Thursday, January 17, 2013

Warm(ish) Weather, The Light Method, and Egg Count

After a week of very cold temperatures for here, ones where I had to put a heater in the garage just to keep it moderately cold, we're in the 40s again for daytime temps - a pretty standard thing for this area, this time of year.

the chickens love it- back to several hours outside a day, lots of dusting.  The silly things all found the "Perfect" spot yesterday, and all tried to dust in it at the same time.  If you've never seen a chicken dust, they lay over in a wallow of dirt, flap their wings to throw dirt around and onto their backs, stretch their wings and tails out to the sun, and get this look on their faces that's a cross between beatitude and stupification.  You can pretty well do anything to my chickens when they are in this state; it's how one go stepped on in November by the mostly blind dog!  All is well there - Pip was a bit startled and came to sit by me for a while after the offended madam jumped up and squawed in her face, and then proceeded to stomp around the yard bellowing, her ego the only thing hurt.

So happy chickens the past two days; sadly nothing green poking out in the run, but a great deal of dusting, and pecking and scratching has been had.

So happy have they been, that today EVERY chicken laid an egg. All seven birds, even the one who has not laid in over a month due to her molting.  Now that her feathers are growing back in quite well, she decided to give it a go,  Just like when they started laying, the egg was rather small and had a trace of blood on it.  The chicken is quite fine - she was checked - it's just what happens sometimes when the vent isn't used to having an egg squeezed out of it.  Seven eggs.  We've not seen that since early November, when it was warm then too.

But the warmth has nothing to do with it.  What matters is the LIGHT.  Chickens lay a lot in the later spring, summer and fall. Why? Because the days are long in terms of sunlight. Chickens are used to 12-14 hours of sunlight.  If left to their own, during the darker time of year, there will be fewer eggs and sometimes no eggs at all.

The way to combat that is what I've been calling the light method.  You put a light on in their coop to emulate a summer light cycle.  The light goes on around 6 am, stay on until 6 pm or later.  Now, you DO have to give them the cycle of darkness too.  If you do not, they get weird, and will not settle down on their roosts to sleep.  How we've been doing it here is light on early morning, off when the sunlight is coming in through their windows, and then the light goes on about 4 pm.  Since they are in the coop in the garage, we have the light inside the coop, and the light in the garage.  When I turn off the light inside the coop, I leave the light in the garage on for about a half hour so they have enough light to move about the coop, get settled for the night. I come in, check to see if they are all settled, tell then goodnight, and the garage light goes off.

This method has been effective.  This week, we've had four or five eggs everyday - until today, when we got seven.  That's pretty good for only seven hens! That is fall numbers for us.

So if you have hens that aren't laying like you would like them to, give them some more light.
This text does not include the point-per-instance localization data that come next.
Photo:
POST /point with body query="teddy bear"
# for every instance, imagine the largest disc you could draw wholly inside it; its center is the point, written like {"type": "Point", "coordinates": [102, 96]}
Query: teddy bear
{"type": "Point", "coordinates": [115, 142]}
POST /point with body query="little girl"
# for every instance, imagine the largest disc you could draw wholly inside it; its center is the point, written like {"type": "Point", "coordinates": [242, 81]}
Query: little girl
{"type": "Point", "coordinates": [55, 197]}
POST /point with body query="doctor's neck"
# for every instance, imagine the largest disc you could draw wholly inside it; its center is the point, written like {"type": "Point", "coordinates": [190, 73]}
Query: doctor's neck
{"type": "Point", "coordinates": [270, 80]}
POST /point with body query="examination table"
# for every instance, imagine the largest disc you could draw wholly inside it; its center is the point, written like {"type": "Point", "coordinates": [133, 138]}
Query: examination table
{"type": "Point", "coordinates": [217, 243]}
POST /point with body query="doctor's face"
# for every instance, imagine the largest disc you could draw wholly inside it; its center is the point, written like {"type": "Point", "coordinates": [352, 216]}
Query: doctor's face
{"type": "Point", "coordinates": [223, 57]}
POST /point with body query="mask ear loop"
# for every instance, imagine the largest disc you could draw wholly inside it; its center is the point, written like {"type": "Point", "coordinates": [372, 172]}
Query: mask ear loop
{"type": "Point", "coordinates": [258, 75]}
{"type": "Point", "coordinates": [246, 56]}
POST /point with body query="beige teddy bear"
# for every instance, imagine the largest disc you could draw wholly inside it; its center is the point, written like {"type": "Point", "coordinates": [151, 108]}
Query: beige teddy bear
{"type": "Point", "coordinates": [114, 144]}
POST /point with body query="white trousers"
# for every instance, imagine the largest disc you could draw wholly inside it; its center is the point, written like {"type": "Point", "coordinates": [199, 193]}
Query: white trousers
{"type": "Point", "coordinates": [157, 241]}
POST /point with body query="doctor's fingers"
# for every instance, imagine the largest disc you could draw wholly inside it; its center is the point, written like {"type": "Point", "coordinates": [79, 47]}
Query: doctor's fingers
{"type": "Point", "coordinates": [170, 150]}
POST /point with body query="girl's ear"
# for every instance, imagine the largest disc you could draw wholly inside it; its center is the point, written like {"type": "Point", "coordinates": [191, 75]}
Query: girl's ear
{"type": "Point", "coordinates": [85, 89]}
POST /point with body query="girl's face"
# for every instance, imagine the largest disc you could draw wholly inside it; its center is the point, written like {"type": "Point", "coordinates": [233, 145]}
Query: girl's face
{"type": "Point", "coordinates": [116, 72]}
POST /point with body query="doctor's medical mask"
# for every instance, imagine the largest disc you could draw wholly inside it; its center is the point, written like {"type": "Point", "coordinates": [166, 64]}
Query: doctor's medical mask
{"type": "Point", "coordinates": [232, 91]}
Tomorrow, we shall try the front/side yard free ranging again while I give the coop a good cleaning - last time we were out of the fence, that did not turn out so well for one of our girls.  Since we want to keep the seven we have now, I think the dogs will get to come out to play as well.  They're good with our chickens - Pip follows them because she wants to lick them and treat them like puppies - and the other two will guard them.

Wish us luck! Maybe we'll even have a spare human out on guard duty getting some sun too.  I'll also put the Christmas tree down for the hens - several people have said chickens will eat the needles - I'm curious to see if that is true of these girls.